100
3 votes
Jun 3, 2015

In the letters LGBT, I'm G.
I want our community to get equal rights. But I have spent a whole lot of the last 22-23 years studying how the US Supreme Court has been interpreting the Fourteenth Amendment, and I arrived at the decision a long time ago that I only want us to get equal rights by the voters and/or legislatures creating the new laws that give us equality. The Fourteenth Amendment was not intended to give us equal rights. I know that the Equal Protection Clause could possibly be interpreted that way, but I am certain that this was not the intent. I feel so passionately about this that when I was on one website about nine years ago, when I saw a gay man say that he wants the US Supreme Court to declare that gay people like him (and me) to have the equal right to adopt children, I responded that "I am not ashamed of being gay, but I am ashamed of the gay community."

The Equal Protection Clause was only intended to ban racial discrimination. There is no other known purpose than that. When I've said this on other sites, I often get responses that the EP Clause does not mention race. The way I ought to respond every single time is that the Clause also does not mention anything about "minorities," "bigotry," "prejudice," or "xenophobia" either. The words of the Fourteenth Amendment tell us so little. It can be so easy to use those words for your own political goals, which is a big mistake. The US Supreme Court has far too often made the mistake of putting their own political views into the words of the Fourteenth.

Eighty-four years ago, the great SC Justice Oliver Wendell Holmes, Jr. wrote the following in a dissenting opinion: "I have not yet adequately expressed the more than anxiety that I feel at the ever increasing scope given to the Fourteenth Amendment in cutting down what I believe to be the constitutional rights of the states. As the decisions now stand, I see hardly any limit but the sky to the invalidating of those rights if they happen to strike a majority of this Court as for any reason undesirable.

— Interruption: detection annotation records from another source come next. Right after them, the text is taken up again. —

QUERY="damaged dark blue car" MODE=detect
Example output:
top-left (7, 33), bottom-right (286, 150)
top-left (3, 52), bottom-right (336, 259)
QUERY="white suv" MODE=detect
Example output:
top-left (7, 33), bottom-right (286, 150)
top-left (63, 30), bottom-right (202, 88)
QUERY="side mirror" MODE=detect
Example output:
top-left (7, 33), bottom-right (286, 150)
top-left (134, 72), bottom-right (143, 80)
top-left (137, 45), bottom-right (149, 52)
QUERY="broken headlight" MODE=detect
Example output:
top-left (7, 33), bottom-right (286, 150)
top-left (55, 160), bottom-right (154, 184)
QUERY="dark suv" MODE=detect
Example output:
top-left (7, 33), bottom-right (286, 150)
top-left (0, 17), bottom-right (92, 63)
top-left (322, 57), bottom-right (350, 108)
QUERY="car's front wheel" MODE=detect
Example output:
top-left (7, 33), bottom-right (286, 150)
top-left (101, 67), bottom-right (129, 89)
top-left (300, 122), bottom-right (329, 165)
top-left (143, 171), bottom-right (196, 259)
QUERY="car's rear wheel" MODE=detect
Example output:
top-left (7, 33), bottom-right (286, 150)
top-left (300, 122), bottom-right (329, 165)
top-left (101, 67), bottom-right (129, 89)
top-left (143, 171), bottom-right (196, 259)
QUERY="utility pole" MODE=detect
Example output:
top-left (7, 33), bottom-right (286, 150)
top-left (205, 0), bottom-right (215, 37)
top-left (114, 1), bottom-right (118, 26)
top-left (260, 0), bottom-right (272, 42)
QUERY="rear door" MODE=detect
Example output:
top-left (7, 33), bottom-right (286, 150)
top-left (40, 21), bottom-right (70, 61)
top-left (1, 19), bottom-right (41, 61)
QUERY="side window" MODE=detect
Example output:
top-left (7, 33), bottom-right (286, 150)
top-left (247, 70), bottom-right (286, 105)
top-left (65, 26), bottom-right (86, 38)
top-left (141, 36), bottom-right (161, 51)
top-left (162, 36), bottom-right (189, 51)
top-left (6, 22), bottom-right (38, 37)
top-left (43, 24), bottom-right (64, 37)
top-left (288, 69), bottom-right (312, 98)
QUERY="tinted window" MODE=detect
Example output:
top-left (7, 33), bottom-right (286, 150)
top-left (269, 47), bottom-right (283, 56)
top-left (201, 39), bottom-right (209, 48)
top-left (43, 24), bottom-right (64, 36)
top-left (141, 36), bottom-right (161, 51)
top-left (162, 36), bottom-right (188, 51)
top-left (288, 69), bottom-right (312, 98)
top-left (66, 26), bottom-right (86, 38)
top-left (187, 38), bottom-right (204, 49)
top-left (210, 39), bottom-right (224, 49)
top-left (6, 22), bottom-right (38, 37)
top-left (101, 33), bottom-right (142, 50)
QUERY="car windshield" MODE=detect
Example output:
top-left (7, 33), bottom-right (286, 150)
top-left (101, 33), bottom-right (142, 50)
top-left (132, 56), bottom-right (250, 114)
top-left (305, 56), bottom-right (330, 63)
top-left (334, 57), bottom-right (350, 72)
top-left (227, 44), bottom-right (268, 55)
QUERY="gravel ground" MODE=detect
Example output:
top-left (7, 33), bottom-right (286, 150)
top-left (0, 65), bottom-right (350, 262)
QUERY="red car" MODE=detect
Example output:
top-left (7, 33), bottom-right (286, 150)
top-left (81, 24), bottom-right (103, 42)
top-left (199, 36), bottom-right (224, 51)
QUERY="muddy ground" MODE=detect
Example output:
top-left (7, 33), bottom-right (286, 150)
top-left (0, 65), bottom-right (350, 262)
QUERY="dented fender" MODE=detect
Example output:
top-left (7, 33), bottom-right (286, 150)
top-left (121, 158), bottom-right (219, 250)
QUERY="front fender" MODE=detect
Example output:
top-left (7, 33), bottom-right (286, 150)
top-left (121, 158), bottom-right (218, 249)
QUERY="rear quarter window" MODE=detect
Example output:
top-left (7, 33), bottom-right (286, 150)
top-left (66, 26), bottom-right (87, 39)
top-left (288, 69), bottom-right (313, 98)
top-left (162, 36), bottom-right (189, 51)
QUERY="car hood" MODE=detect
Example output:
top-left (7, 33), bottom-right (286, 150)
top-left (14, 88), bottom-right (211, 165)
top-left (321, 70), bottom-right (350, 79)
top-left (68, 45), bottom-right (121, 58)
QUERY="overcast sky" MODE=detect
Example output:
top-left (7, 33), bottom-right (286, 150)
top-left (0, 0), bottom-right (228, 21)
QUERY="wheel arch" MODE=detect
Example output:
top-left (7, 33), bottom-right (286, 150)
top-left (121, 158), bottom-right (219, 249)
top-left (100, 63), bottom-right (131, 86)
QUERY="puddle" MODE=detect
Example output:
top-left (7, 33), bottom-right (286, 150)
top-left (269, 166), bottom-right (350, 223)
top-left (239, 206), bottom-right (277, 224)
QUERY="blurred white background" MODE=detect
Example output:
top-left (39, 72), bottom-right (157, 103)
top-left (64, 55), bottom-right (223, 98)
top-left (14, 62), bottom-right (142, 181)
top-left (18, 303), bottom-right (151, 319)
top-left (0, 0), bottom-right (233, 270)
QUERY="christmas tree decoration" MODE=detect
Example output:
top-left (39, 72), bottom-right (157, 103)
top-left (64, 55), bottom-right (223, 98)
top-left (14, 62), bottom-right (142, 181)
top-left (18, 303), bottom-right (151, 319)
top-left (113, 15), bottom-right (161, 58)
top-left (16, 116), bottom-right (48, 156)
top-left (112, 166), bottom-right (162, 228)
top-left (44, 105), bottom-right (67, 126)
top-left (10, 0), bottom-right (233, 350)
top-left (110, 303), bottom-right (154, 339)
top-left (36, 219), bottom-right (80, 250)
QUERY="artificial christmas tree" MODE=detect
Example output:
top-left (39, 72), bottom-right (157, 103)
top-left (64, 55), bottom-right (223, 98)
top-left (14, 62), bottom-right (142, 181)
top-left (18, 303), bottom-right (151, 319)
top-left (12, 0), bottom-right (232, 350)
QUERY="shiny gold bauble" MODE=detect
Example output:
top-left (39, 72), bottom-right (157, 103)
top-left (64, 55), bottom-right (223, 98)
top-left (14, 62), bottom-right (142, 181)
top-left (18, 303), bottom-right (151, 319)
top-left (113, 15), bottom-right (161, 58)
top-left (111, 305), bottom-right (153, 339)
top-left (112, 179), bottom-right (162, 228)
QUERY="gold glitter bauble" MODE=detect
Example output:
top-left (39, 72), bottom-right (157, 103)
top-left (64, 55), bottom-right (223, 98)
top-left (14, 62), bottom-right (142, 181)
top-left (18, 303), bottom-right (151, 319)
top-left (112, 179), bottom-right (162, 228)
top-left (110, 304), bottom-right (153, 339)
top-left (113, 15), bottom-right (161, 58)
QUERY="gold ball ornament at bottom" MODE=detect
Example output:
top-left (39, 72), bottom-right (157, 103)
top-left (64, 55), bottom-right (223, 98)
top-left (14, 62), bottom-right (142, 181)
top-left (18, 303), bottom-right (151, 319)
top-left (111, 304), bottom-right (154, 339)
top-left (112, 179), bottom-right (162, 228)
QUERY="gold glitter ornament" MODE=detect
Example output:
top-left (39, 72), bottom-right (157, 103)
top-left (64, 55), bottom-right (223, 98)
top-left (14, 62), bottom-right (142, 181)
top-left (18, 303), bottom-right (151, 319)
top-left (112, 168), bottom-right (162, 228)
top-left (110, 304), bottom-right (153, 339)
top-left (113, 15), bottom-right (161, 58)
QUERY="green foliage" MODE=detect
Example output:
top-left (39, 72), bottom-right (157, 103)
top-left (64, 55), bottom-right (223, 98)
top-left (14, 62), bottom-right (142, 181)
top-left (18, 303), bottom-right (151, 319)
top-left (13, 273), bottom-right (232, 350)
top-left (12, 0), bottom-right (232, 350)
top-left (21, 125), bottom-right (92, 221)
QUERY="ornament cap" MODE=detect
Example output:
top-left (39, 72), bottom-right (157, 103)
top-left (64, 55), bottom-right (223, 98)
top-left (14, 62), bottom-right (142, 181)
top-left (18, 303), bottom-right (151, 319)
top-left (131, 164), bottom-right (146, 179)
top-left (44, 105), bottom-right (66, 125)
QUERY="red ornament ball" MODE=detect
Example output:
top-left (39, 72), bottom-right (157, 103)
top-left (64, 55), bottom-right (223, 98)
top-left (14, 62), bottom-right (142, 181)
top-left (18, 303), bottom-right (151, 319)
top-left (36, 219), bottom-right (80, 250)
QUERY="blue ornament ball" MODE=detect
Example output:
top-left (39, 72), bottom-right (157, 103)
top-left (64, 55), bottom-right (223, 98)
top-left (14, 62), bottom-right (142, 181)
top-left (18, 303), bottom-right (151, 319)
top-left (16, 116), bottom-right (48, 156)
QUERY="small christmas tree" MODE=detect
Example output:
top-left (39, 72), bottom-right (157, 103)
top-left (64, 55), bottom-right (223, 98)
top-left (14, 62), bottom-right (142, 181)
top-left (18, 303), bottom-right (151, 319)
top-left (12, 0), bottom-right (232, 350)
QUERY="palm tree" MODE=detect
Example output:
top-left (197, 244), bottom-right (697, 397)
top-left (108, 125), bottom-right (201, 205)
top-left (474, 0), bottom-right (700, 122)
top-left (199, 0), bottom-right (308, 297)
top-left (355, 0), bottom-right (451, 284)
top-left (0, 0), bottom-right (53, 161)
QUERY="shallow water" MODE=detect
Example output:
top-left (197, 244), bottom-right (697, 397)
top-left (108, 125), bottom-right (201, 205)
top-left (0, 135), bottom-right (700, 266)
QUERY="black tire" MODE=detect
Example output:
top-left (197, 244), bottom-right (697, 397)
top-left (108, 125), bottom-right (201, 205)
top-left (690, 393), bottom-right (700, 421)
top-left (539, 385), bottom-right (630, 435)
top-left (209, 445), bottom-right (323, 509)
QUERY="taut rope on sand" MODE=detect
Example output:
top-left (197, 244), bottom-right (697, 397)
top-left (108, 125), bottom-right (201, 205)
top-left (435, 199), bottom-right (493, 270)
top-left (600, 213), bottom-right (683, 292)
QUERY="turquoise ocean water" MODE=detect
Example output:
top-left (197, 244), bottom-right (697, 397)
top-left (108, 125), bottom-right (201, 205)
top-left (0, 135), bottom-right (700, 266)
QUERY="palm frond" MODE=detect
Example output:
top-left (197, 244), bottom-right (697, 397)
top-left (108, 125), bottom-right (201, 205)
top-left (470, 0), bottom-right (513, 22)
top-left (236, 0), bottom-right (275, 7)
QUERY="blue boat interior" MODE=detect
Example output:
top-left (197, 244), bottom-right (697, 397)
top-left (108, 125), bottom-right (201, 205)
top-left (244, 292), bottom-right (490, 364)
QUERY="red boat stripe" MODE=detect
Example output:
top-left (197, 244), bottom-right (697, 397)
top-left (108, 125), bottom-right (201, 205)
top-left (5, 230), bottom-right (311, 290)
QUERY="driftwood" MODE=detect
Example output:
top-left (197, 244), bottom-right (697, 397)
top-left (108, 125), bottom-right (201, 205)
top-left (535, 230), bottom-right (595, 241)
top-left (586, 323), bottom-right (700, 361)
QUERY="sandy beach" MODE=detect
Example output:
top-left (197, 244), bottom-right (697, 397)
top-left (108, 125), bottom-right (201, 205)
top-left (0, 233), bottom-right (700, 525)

I cannot believe that the Amendment was intended to give us carte blanche to embody our economic or moral beliefs in its prohibitions. ... [W]e ought to remember the great caution shown by the Constitution in limiting the power of the states, and should be slow to construe the clause in the Fourteenth Amendment as committing to the Court, with no guide but the Court's own discretion, the validity of whatever laws the states may pass."

The Court's rulings are still giving me that same anxiety. I want to celebrate victories at the ballot box and in the legislatures, not when courts render decisions that clearly were not intended.